The Maharaja shared a special bond with what we know today as the Golden Temple. After his conquest of Kashmir in 1819, he went to Harmandir and made large offerings in cash and gold. There are many other symbolic donations that he had made to the holy site — From two golden gates to a canopy with 20 pounds of gold that was studded with diamonds, rubies and other precious stones. The canopy was destroyed during Operation Blue Star.

Even revenue-free lands worth over Rs 1 lakh a year were granted by the Maharaja to officials of the Harmandir. And the management of the temple came under his control as he would settle disputes around the distribution of offerings.

Maharaja Ranjit Singh also oversaw the construction of two of the most revered Sikh shrines, Takht Sri Patna Sahib and Takht Sri Hazur Sahib, which are respectively the locations of Guru Gobind Singh’s birth and assassination.

After his death on 27 June 1839 at the age of 58 in Lahore, the Sikh empire he built, fell apart in six years.
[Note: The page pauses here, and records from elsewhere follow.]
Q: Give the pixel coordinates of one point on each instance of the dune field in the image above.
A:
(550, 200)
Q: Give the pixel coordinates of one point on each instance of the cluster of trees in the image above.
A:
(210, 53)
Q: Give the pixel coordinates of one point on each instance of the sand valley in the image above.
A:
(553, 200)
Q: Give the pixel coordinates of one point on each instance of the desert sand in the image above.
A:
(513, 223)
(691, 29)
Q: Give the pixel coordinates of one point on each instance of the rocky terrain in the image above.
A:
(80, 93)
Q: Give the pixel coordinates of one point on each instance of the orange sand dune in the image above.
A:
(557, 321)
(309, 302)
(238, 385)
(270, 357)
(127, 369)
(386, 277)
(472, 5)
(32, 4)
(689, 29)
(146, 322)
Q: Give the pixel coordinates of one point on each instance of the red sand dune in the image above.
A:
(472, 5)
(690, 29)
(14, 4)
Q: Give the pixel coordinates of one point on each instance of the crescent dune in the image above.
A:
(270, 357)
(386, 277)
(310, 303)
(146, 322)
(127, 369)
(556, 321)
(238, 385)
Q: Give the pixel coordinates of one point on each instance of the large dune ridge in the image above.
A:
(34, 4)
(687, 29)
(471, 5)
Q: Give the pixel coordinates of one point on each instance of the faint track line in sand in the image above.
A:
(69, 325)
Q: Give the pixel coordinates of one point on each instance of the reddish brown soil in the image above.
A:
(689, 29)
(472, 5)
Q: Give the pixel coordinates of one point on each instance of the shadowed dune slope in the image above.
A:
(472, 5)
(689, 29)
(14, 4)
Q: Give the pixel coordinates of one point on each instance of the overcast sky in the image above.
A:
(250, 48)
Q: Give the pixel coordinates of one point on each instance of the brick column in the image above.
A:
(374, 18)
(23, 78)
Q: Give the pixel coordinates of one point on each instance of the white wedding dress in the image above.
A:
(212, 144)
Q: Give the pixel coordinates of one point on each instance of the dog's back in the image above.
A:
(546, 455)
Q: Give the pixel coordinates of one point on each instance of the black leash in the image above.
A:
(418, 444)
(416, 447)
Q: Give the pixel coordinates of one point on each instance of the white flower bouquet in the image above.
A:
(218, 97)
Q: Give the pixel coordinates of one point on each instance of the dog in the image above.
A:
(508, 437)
Only this year, his haveli in Gujranwala, Pakistan, where he was born and which was supposed to be converted to a tourism site, collapsed.

The Pakistan Archaeology Department has designated the structure as a protected heritage building, although authorities hardly ever go there. The Pakistani government has frequently set aside funds to rehabilitate it, but they have not been used.